В коммунальной квартире, где живут мама и Дунечка, сосед работает на телефонной станции, присматривает за уличными телефонами-автоматами, занимается их ремонтом. Застекленные будки сильно страдают от уличных хулиганов. Кто-то выбил стекла и оторвал трубку, кто-то превратил будку в писсуар, сорвал дырчатый диск с циферблата, кто-то взломал и очистил копилку от медной мелюзги, которой суждено подслушивать все разговоры по телефону-автомату.

Монтер не слишком высокого мнения о подрастающем поколении. Но нельзя же судить о всем поколении по уличным дикарям! Как бы мне не уподобиться этому монтеру в своих запальчивых обидах на режиссера или его ассистента...

Иногда, приглашая на эпизодическую роль, ассистент режиссера дает мне читать весь сценарий. Всегда где-то в глубине души трепыхается, шевелится обида, что тебя прочат на второстепенную роль, а на главную ты вовсе не котируешься.
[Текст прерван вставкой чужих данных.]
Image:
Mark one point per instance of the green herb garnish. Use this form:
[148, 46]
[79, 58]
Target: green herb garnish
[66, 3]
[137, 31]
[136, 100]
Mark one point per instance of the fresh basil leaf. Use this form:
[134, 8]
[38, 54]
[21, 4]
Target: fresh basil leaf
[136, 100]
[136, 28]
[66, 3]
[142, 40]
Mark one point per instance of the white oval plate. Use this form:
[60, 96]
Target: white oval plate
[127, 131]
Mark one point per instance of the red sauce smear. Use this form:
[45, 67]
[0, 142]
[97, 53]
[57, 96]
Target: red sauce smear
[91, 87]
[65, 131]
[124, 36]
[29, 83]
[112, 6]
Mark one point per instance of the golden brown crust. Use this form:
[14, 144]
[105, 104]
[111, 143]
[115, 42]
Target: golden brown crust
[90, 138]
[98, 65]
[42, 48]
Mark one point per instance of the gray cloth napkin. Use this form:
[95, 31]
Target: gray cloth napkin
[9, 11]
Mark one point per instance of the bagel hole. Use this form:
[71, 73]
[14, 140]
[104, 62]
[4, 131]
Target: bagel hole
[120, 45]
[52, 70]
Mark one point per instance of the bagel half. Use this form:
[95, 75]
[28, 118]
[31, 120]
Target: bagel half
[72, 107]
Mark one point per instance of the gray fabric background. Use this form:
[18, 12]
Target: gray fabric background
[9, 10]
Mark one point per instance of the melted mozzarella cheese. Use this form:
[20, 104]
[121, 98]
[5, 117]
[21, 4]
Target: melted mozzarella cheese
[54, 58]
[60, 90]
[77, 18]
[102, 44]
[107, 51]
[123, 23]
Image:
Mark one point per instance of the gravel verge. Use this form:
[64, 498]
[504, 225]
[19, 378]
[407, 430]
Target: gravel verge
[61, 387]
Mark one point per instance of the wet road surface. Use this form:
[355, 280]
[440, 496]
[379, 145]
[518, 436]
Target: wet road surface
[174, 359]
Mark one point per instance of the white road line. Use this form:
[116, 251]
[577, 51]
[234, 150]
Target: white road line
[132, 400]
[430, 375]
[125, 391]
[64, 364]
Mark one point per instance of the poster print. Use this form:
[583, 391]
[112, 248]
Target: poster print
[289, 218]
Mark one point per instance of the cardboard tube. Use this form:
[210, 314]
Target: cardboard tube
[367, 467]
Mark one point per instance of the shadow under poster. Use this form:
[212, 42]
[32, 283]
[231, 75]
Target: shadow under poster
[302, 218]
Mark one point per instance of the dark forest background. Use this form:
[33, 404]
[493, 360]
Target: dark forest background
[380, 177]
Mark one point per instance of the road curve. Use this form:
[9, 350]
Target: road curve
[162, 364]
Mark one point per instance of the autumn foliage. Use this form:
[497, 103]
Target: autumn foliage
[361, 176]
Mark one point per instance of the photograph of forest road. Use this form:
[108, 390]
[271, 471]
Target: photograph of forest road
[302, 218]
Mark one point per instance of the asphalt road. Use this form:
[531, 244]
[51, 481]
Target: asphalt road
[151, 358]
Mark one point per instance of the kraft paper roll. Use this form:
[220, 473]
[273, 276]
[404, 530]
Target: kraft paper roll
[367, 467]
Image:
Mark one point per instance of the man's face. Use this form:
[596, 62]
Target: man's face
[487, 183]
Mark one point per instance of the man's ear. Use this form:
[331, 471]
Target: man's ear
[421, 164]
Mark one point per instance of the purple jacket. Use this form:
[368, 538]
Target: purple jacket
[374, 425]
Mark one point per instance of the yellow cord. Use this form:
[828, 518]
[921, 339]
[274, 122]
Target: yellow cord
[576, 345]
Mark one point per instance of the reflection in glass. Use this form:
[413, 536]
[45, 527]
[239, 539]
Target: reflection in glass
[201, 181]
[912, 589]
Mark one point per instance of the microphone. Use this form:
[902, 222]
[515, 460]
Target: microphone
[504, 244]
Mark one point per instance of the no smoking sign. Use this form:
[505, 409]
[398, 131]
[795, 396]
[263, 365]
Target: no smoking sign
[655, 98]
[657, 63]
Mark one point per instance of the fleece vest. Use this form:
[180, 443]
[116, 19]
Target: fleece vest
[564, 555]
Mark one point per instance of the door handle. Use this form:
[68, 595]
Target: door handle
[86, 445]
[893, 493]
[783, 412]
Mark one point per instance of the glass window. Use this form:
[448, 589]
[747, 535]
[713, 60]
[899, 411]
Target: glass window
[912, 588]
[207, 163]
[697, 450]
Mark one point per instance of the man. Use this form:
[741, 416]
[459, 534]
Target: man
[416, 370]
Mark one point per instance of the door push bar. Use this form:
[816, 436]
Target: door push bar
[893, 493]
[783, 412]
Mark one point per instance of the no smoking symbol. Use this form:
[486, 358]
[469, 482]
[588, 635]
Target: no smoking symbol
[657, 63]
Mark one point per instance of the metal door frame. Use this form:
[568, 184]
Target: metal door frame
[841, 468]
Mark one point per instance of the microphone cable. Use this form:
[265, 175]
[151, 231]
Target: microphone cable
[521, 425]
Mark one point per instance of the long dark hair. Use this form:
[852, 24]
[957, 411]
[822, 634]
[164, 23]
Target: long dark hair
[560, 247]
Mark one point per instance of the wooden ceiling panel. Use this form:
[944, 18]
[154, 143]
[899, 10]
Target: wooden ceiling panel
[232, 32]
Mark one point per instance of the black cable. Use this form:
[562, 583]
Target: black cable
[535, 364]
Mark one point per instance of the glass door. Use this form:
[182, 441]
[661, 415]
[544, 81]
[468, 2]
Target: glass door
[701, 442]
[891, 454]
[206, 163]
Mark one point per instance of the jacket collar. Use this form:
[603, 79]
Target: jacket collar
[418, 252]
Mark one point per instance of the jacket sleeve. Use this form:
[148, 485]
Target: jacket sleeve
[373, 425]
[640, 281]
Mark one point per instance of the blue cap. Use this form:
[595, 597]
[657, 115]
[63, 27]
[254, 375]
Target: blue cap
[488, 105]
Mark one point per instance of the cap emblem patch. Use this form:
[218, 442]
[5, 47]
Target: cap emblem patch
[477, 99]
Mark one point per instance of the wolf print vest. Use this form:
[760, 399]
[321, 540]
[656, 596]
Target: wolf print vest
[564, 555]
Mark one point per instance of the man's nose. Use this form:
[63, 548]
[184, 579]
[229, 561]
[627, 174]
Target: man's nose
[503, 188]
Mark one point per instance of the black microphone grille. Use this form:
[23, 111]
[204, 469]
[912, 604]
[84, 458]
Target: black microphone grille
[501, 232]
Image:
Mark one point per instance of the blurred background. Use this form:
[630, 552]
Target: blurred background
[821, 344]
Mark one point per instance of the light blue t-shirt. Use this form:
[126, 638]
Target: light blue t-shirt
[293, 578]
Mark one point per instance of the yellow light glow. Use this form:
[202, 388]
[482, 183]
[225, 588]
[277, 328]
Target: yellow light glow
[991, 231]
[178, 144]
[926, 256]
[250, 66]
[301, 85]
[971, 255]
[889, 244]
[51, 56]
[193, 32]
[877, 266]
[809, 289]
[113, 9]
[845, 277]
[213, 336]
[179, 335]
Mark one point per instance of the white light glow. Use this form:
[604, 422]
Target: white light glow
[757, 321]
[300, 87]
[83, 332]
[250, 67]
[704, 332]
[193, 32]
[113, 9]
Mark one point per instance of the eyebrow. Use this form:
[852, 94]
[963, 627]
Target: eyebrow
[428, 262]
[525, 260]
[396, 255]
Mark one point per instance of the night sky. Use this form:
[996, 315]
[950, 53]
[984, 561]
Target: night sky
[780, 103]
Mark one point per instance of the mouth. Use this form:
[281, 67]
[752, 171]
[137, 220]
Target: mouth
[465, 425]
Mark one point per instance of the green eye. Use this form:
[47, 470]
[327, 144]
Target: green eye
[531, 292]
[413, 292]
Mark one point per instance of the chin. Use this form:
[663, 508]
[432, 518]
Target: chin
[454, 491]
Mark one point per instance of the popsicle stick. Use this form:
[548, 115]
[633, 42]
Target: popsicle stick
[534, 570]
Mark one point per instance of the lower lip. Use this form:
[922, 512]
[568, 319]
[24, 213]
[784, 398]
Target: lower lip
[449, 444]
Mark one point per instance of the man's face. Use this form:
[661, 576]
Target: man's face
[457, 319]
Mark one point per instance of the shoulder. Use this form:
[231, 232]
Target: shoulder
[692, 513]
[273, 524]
А бывает, нисколечко не завидуешь будущей героине фильма и даже думаешь с заочным состраданием: «Как же ты, избранница режиссера, изобразишь такую клишированную, стандартную дуру?» Нет зависти к актрисе, будущей героине фильма, на роль можно утвердить любую красотку с бессодержательным лицом!

А хватило бы у меня силы воли отказаться от главной роли, если бы ее мне вдруг предложили? Боюсь, не утерпела бы, клюнула на приманку, попыталась бы оживить куклу. А потом, когда моя попытка оказалась бы безуспешной, не удалось бы вдохнуть жизнь в это сценарное папье-маше, я бы долго мучилась от сознания своей бесталанности. Уж лучше сыграть небольшую эпизодическую роль, чем такую главную...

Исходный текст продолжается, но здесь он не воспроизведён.